A recession is normally defined as two consecutive quarters of economic contraction, and data from the second quarter had spurred recession fears.
The statistics office revised second quarter GDP to a 0.3% quarter-on-quarter contraction, from the 0.1% decline previously reported.
Analysts polled by Reuters had forecast a 0.1% quarter-on-quarter GDP decrease in adjusted terms.
“Although a technical recession was avoided, the German economy remains barely larger than it was at the start of the pandemic,” said Carsten Brzeski, global head of macro at ING.
Economic weakness is expected to stay as Germany struggles with high energy costs, subdued global demand for its exports, and rising foreigncompetition.
“The growth outlook is somewhere between stagnation and a snail’s pace,” Krueger said.
WEAKER LABOUR MARKET
Separately, the federal labour office said the number of people out of work in Germany rose more than anticipated in October.
It said the number of unemployed increased by 27,000 in seasonally adjusted terms to 2.86 million.
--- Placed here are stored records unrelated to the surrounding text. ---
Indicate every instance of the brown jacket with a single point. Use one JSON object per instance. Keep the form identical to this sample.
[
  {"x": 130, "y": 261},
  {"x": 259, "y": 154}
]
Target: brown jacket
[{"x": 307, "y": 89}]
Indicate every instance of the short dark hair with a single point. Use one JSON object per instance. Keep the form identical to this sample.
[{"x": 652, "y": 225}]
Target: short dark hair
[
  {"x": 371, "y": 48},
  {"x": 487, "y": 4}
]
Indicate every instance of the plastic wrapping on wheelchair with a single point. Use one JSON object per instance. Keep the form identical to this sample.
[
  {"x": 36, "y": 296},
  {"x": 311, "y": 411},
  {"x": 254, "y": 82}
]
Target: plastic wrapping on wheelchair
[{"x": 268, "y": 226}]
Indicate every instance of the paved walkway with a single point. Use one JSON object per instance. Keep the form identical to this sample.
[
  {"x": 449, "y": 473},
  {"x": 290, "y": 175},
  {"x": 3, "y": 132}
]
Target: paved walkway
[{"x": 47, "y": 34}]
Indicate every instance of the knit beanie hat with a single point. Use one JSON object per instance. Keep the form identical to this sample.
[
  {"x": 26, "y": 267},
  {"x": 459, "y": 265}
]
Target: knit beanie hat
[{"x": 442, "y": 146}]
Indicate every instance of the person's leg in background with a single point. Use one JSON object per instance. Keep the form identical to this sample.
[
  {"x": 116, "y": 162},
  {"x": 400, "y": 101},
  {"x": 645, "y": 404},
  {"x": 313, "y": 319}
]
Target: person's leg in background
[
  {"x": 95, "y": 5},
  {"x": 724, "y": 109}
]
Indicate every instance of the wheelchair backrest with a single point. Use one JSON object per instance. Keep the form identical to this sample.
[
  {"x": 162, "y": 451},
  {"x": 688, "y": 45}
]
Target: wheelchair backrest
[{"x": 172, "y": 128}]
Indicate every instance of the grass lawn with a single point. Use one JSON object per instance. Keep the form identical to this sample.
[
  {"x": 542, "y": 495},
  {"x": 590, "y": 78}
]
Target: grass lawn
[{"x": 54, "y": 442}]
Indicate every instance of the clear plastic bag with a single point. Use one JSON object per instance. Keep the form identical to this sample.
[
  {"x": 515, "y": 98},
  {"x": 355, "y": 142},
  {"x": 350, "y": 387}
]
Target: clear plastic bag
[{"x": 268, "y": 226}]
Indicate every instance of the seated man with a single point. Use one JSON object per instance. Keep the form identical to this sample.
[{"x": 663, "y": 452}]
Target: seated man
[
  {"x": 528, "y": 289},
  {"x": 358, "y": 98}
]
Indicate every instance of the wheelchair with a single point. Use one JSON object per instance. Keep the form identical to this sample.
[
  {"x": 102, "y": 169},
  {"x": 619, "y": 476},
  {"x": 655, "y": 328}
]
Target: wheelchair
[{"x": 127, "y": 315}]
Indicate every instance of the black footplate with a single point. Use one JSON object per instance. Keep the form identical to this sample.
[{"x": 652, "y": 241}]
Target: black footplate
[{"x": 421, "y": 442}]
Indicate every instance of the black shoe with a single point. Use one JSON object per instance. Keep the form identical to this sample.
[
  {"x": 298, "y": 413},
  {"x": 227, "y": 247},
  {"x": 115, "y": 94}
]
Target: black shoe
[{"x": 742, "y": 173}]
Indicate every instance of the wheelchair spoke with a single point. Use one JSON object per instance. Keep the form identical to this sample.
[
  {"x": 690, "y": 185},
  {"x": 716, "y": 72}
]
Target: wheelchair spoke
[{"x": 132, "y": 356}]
Analysts polled by Reuters had expected a rise of 15,000.
The data came with German automaker Volkswagen locked in talks over potential mass layoffs and wage cuts.
“Job security instead of wage increases could soon be the new mantra in the German labour market,” Brzeski said.
The seasonally adjusted jobless rate was stable at 6.1%.
“The autumn upturn in the labour market has largely failed to materialise this year,” said labour office head Andrea Nahles.